Twenty-eight (62%) of participants believed sustainability topics should be included in physiotherapy education. The remaining seventeen (38%) did not.

Thirty participants had positive initial reactions to SHE (interested, excited, pleased, relieved), five had negative reactions (boring, frazzled, not interested, neutral), and eighteen mentioned being confused by the concept.

Three main barriers to implementation were identified
(1) Belief that planetary health is not relevant to clinical practice.
(2) Concern that it would increase the workload for students.
(3) Belief that there are bigger priorities to learn about in healthcare.

If students learned about the health impacts of climate change alongside expected topics (as previously explained) the barrier of relevance & and confusion would not be an issue, because the links to current practice would be explicit. Using it as a theme would also give a broader understanding of how the environment affects every aspect of life, and therefore every part of physiotherapy. This approach would also minimise the workload, which was another concern highlighted by the questionnaire.

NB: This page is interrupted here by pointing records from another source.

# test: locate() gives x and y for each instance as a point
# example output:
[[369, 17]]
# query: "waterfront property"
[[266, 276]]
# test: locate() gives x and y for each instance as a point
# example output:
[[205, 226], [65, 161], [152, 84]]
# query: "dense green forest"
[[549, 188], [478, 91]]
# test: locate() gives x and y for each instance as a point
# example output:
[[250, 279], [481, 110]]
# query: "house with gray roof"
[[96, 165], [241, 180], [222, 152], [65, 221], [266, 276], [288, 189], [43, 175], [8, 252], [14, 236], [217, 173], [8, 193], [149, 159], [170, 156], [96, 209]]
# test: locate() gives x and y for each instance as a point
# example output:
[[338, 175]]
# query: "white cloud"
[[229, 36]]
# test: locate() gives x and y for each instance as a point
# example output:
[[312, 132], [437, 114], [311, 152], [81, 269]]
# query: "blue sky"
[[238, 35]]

The other barrier of sustainability not being a priority in healthcare is complex. Understaffing and underfunding are massive issues, and the care of the patient is always paramount, leaving little time to think about much else. Changing these underlying issues requires a change in strategy at a national level, to focus more on the prevention of incidents, rather than constantly reacting (Hewitt, 2023). However, this would require significant investment, leaving many health professionals feeling helpless to make a change. If they were given the tools and confidence to advocate for changes, it may help to create a healthier and more sustainable society (Maibach et al., 2021).

Another idea was that sustainability and patient care contradict each other. Sterilising equipment and essential single-use plastics are sometimes necessary to ensure everyone’s safety. But there are also examples where resources are being used unnecessarily, for example, non-sterile gloves (Flores & Wrigley, 2019), and unnecessary procedures (Born et al., 2022). Furthermore, some treatments with similar patient outcomes have different environmental impacts (Jeswani & Azapagic, 2019), and learning to factor this into clinical reasoning is increasingly important (Mortimer et al., 2018). Finally, there are many examples of interventions being beneficial for people and the environment. Examples include active transport, healthy eating, and access to insulated housing (GOV.UK, 2022). This demonstrates that patient care could even be improved by advocating for a more sustainable health system.

In conclusion, students and graduates have varied opinions on learning about sustainability in physiotherapy courses, and this must be respected. I have described some of my ideas of how to overcome the barriers identified by the survey, but there are many ways to go about this, as seen in the EPA blogs. Experimentation and conversation are always essential when investigating innovative ideas (Maibach, 2021).